Это, конечно, язык поэзии. Проза так не говорит. Евтушенко — неизвестно, в какой мере намеренно, — производит опыт перевода малых форм, исконных жанров японской поэзии в нечто вроде гиперхокку или гипертанка, оставляя ее дух и тональность:

Она направилась в детскую, поцеловала
три черных головки, пахнущих мылом и сном,
и на вопрос, где она пропадала так долго,
ответила:
«Слушала в поле свирель».

Действительно, это сказано по-японски: «Слушала в поле свирель». Похоже на строку хокку.

В отказе от рифмы есть и формальная логика.
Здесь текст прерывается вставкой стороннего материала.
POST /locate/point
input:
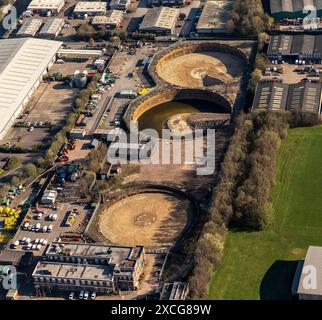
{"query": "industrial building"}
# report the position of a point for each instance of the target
(303, 97)
(29, 28)
(52, 27)
(111, 20)
(49, 197)
(292, 9)
(23, 62)
(294, 47)
(160, 20)
(120, 4)
(97, 268)
(95, 8)
(167, 3)
(214, 16)
(45, 6)
(306, 272)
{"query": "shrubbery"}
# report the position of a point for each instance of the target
(241, 198)
(247, 18)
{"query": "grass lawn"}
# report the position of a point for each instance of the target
(261, 265)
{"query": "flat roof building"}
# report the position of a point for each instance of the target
(160, 20)
(112, 19)
(302, 46)
(90, 8)
(307, 283)
(23, 62)
(52, 27)
(29, 28)
(43, 6)
(302, 97)
(167, 3)
(292, 9)
(214, 16)
(271, 95)
(92, 267)
(49, 197)
(122, 5)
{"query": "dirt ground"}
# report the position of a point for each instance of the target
(51, 102)
(198, 70)
(148, 219)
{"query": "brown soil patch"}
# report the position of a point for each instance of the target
(197, 70)
(148, 219)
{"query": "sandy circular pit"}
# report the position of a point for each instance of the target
(203, 69)
(148, 219)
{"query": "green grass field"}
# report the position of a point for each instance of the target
(261, 265)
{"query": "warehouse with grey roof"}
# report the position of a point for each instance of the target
(302, 46)
(292, 9)
(23, 62)
(275, 95)
(160, 20)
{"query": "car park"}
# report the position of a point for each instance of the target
(71, 296)
(26, 225)
(39, 216)
(15, 244)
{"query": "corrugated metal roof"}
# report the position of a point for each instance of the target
(160, 18)
(279, 6)
(20, 70)
(271, 95)
(30, 27)
(304, 96)
(52, 26)
(297, 44)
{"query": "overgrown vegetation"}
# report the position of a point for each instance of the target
(241, 199)
(261, 265)
(60, 137)
(248, 18)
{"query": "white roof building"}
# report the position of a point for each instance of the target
(46, 5)
(29, 28)
(90, 8)
(214, 16)
(52, 27)
(160, 20)
(23, 62)
(49, 197)
(120, 4)
(112, 18)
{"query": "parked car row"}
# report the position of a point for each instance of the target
(37, 227)
(83, 295)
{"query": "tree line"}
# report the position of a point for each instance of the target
(241, 199)
(247, 17)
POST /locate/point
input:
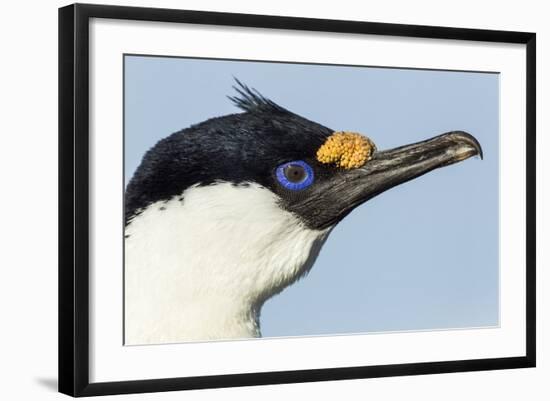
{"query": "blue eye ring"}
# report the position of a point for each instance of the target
(295, 186)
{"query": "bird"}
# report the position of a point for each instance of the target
(225, 214)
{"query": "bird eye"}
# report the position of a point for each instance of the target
(296, 175)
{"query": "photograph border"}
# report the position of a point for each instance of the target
(74, 156)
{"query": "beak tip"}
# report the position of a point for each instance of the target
(469, 139)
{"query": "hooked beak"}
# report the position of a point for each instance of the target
(389, 168)
(345, 191)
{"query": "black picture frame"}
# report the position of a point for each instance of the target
(74, 198)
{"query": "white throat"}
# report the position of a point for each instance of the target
(200, 266)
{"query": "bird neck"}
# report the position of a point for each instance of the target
(200, 266)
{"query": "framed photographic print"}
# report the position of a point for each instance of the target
(249, 199)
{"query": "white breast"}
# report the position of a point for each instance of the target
(201, 265)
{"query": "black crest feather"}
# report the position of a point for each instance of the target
(252, 101)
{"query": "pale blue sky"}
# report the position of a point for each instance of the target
(423, 255)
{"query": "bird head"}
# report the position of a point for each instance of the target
(264, 187)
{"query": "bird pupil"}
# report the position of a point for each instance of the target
(295, 173)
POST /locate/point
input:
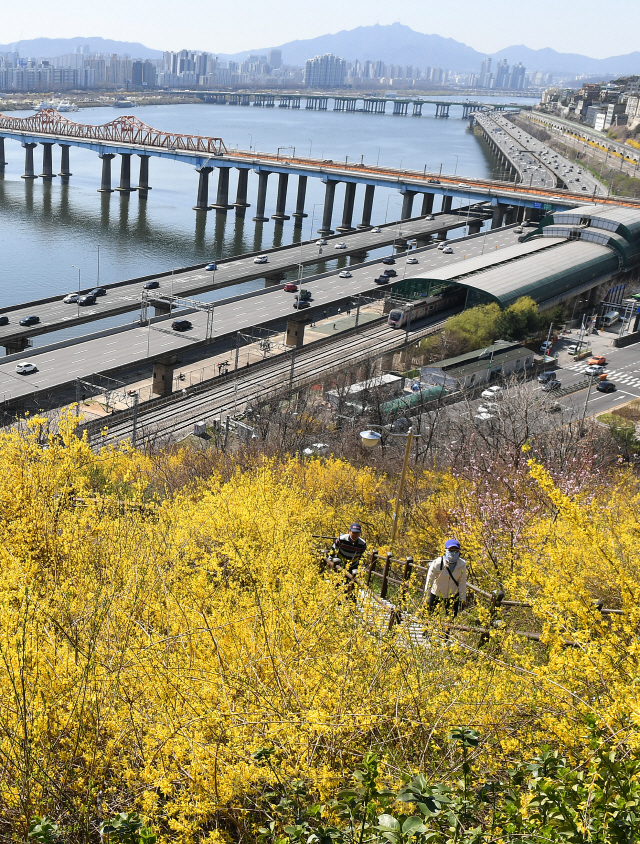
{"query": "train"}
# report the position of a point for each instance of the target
(412, 311)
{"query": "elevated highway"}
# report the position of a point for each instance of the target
(123, 297)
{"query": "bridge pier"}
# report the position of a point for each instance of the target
(202, 200)
(125, 173)
(143, 181)
(347, 211)
(367, 207)
(64, 161)
(327, 213)
(427, 204)
(263, 176)
(281, 199)
(407, 204)
(47, 161)
(222, 198)
(105, 184)
(241, 203)
(298, 215)
(29, 172)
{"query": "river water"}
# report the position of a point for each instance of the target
(47, 228)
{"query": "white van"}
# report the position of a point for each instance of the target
(610, 318)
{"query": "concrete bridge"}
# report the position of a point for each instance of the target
(127, 137)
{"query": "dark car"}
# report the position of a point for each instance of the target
(181, 325)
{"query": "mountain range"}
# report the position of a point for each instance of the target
(393, 44)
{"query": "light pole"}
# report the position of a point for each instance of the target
(78, 299)
(370, 439)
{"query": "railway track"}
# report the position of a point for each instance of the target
(176, 419)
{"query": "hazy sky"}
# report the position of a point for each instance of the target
(591, 27)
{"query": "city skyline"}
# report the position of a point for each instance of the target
(487, 28)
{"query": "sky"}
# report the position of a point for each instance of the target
(589, 27)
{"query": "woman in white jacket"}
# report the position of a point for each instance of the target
(447, 579)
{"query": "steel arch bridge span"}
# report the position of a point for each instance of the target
(125, 129)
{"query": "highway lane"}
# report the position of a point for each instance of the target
(135, 343)
(231, 271)
(568, 172)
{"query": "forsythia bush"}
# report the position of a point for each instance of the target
(151, 642)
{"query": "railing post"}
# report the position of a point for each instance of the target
(385, 577)
(372, 566)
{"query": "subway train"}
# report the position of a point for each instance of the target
(412, 311)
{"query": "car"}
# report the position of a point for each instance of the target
(592, 371)
(181, 325)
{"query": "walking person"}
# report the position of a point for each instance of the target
(348, 548)
(447, 579)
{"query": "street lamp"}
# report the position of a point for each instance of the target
(370, 439)
(78, 300)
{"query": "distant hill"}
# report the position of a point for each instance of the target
(48, 48)
(399, 44)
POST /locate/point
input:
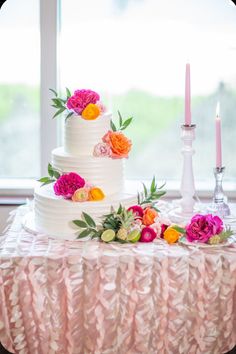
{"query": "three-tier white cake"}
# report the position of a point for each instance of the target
(53, 213)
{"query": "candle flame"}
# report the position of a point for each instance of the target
(218, 109)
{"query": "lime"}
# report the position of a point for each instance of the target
(108, 235)
(134, 236)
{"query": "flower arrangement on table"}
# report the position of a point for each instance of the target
(114, 143)
(72, 186)
(208, 229)
(84, 103)
(139, 222)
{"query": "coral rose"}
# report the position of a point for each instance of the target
(91, 112)
(80, 195)
(149, 216)
(67, 184)
(96, 194)
(81, 99)
(171, 235)
(120, 145)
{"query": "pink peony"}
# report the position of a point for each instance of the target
(202, 227)
(102, 150)
(67, 184)
(81, 99)
(157, 227)
(137, 211)
(147, 234)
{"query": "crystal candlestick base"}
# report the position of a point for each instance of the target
(187, 188)
(219, 206)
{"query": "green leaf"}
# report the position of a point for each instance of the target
(68, 93)
(120, 119)
(80, 223)
(43, 179)
(179, 229)
(126, 123)
(55, 93)
(84, 233)
(56, 174)
(50, 170)
(89, 220)
(153, 185)
(145, 190)
(113, 127)
(59, 112)
(69, 115)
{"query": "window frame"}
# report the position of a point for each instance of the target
(15, 188)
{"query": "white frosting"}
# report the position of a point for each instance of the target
(54, 215)
(103, 172)
(82, 135)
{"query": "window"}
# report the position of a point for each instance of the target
(134, 53)
(19, 89)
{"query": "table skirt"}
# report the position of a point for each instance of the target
(74, 297)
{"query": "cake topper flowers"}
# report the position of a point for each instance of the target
(72, 186)
(114, 143)
(84, 103)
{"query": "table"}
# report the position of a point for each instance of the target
(74, 297)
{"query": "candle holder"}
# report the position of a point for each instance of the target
(187, 189)
(219, 206)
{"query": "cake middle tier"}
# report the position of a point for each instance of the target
(103, 172)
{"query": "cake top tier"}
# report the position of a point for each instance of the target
(84, 103)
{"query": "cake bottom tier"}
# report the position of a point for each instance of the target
(54, 215)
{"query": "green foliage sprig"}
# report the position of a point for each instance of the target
(150, 196)
(112, 221)
(60, 104)
(53, 175)
(123, 124)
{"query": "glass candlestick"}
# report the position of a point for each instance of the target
(219, 206)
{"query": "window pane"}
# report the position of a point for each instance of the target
(19, 89)
(134, 54)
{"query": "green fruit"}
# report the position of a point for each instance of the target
(134, 236)
(108, 235)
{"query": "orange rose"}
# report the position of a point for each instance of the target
(96, 194)
(91, 112)
(120, 145)
(171, 235)
(149, 216)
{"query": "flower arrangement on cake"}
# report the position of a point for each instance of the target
(84, 103)
(114, 143)
(72, 186)
(206, 229)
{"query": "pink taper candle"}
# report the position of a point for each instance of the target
(218, 138)
(187, 96)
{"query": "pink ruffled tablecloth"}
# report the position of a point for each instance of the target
(90, 297)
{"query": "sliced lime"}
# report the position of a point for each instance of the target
(108, 235)
(134, 236)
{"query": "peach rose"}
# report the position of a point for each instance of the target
(80, 195)
(120, 145)
(96, 194)
(91, 112)
(149, 216)
(171, 235)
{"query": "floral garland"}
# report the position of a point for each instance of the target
(72, 186)
(84, 103)
(114, 143)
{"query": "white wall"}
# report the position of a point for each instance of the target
(4, 212)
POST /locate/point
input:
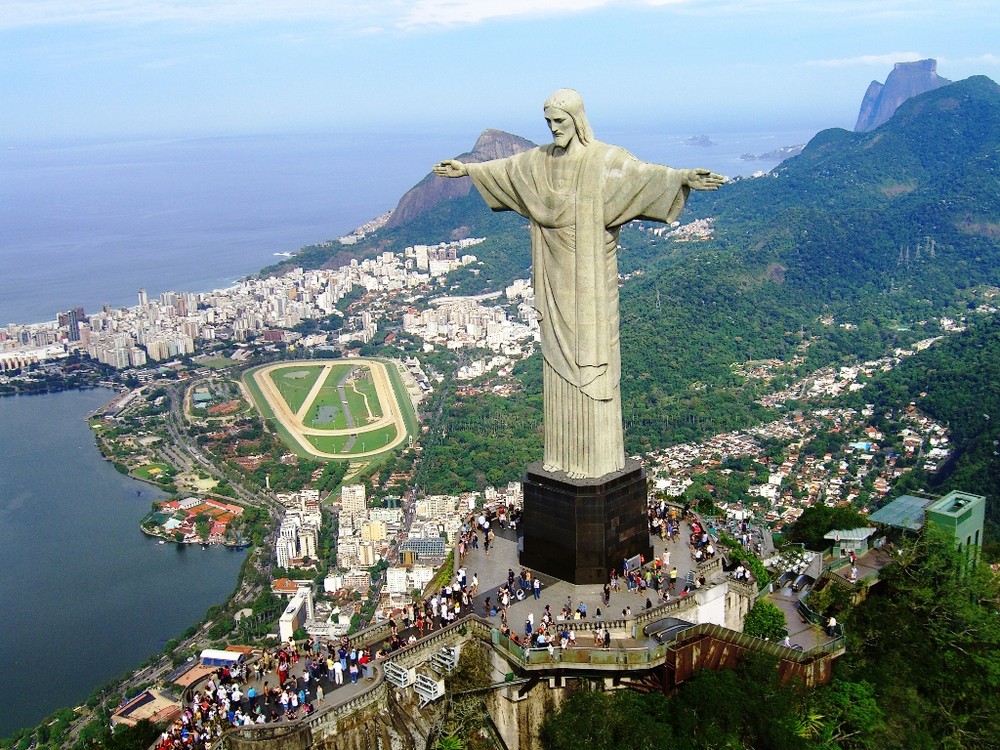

Он довел свою систему рифмовки до полуисчезновения или такой слабости созвучия, что уж и впрямь проще отказаться от этих формальностей, тем более что и случай представился: Япония с ее загадочным звуком.

Токийский снег написан тушью по ватману:

Словно хлебные белые крошки,
безвольно вращающиеся в аквариуме,
снежинки кружились
и делали белыми спины прохожих, машин
и даже осеннюю грязь под ногами двадцатого века.
……………………………………
Женщина выбежала из балагана,
уткнулась в мокрую морду снега,
и он ее вдаль повел, как собака,
виляя грязным белым хвостом.

Пожалуй, особенно интересно такое рассуждение поэта, выросшего в основном не среди поэтических сверстников, но старших мастеров:

Она сказала ему: «Учитель…»
Но сделал он мягкий, слова отвергающий жест:
«Учитель? Не знаю, что это такое в искусстве.
“Учитель” — медалька пустая,
пусть даже из самой доброй руки.
Что может быть в искусстве неестественней,
чем так называемые отношенья
между так называемыми учителями
и так называемыми учениками!..»

Нет, это не японская мысль. Это больше похоже на сердитый жест в сторону тех пятнадцати окололитературных бронтозавров, что поднаторели в искусстве приклеивания политических ярлыков больше, чем в творчестве художественных текстов.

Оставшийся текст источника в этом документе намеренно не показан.